Jeff Gustafson at San Ramon Valley HS suggested this month’s action, aided by April guest speaker Andy Peril, a campaigner at  the Sea Turtle Restoration Project.  Questions?
Email him at: andy@seaturtles.org 

Source:  Sea Turtle Restoration Project www.seaturtles.org  Email:info@seaturtles.org

Leatherback Sea Turtles
100,000,000 years old
10 years left

Other Threats to Sea Turtles:

  • Poaching for meat, shells and leather;
  • Drowning in shrimp nets
  • Drowning in Tuna and swordfish fisheries;
  • Development and destruction of nesting beaches;
  • Pollution of the oceans;
  • Commercial exploitation of eggs.
The Sea Turtle Restoration Project (STRP), conducted tests of various top-of-the-food-chain fish species taken from local stores and found very high levels of mercury in them.

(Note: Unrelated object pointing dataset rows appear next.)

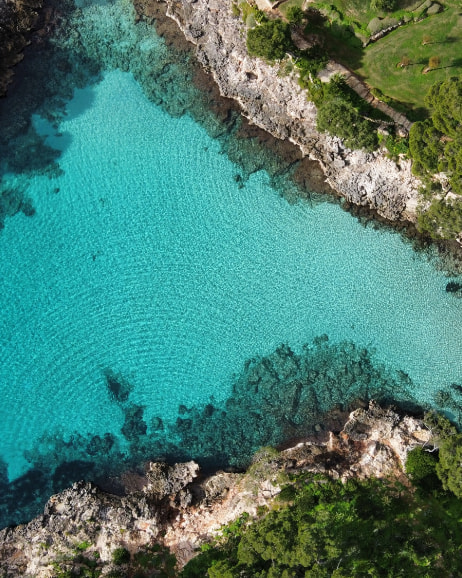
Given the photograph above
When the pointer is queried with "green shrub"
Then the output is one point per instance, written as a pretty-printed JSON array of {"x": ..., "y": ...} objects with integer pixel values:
[
  {"x": 383, "y": 5},
  {"x": 295, "y": 15},
  {"x": 339, "y": 118},
  {"x": 421, "y": 469},
  {"x": 120, "y": 556},
  {"x": 434, "y": 9},
  {"x": 449, "y": 468},
  {"x": 443, "y": 220},
  {"x": 270, "y": 41}
]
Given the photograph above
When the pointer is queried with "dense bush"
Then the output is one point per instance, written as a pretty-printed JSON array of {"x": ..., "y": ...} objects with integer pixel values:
[
  {"x": 421, "y": 469},
  {"x": 360, "y": 528},
  {"x": 295, "y": 15},
  {"x": 340, "y": 118},
  {"x": 270, "y": 41},
  {"x": 436, "y": 144},
  {"x": 383, "y": 5}
]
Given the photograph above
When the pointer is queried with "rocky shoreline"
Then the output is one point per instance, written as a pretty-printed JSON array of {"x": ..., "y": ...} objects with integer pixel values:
[
  {"x": 279, "y": 106},
  {"x": 178, "y": 508},
  {"x": 18, "y": 20}
]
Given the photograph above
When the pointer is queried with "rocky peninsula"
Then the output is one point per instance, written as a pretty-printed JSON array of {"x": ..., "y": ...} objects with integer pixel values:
[
  {"x": 179, "y": 508},
  {"x": 278, "y": 105}
]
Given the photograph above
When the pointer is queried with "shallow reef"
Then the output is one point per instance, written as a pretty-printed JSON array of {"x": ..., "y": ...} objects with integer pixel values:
[{"x": 276, "y": 398}]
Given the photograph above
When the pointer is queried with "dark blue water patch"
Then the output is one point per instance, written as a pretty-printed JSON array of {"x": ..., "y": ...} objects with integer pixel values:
[
  {"x": 13, "y": 200},
  {"x": 275, "y": 398}
]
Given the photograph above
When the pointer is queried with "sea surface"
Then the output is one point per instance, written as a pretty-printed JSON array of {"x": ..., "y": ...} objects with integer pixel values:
[{"x": 149, "y": 275}]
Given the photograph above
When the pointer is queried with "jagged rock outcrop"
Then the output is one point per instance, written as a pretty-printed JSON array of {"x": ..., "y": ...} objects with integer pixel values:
[
  {"x": 278, "y": 105},
  {"x": 373, "y": 442},
  {"x": 17, "y": 19}
]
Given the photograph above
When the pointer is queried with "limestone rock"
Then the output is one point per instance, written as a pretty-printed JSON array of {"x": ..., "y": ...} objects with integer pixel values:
[{"x": 279, "y": 106}]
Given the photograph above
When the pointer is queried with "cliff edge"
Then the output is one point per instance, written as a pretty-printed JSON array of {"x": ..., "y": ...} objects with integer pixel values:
[{"x": 177, "y": 507}]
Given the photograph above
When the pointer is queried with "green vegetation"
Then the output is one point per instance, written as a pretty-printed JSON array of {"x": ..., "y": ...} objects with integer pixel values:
[
  {"x": 270, "y": 41},
  {"x": 436, "y": 146},
  {"x": 402, "y": 67},
  {"x": 327, "y": 528},
  {"x": 319, "y": 527},
  {"x": 437, "y": 36},
  {"x": 340, "y": 118},
  {"x": 149, "y": 561},
  {"x": 421, "y": 469},
  {"x": 120, "y": 556}
]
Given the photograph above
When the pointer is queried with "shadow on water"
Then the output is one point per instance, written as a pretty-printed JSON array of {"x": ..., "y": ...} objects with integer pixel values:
[
  {"x": 279, "y": 397},
  {"x": 275, "y": 398}
]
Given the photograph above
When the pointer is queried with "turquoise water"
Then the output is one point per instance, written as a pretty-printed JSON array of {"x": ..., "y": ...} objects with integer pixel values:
[{"x": 147, "y": 259}]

These top-of-the-food-chain fish species are primarily caught by industrial long lining and gillnetting techniques that also catch and kill large numbers of sea turtles, seabirds, and marine mammals and other non-target marine life. By warning the public about the dangers to their own health in eating these species, STRP hopes to reduce demand and ultimately fishing effort to protect marine biodiversity.

What can you do?  STRP’s recommendations:

  • Perform Mercury Warning Sign Surveys

Grocery stores throughout the state are required to post warning signs that warn of mercury in seafood.  Many, however are not posting these signs (or are not posting them properly).  We are trying to educate the public about the adverse health effects of mercury in part by ensuring these signs are posted.  Go to www.seaturtles.org and click on the Mercury, Swordfish and Sea Turtle Campaign to get copies of the mercury warning sign survey.  The Youth Coalition can help STRP get broad coverage by conducting a local survey!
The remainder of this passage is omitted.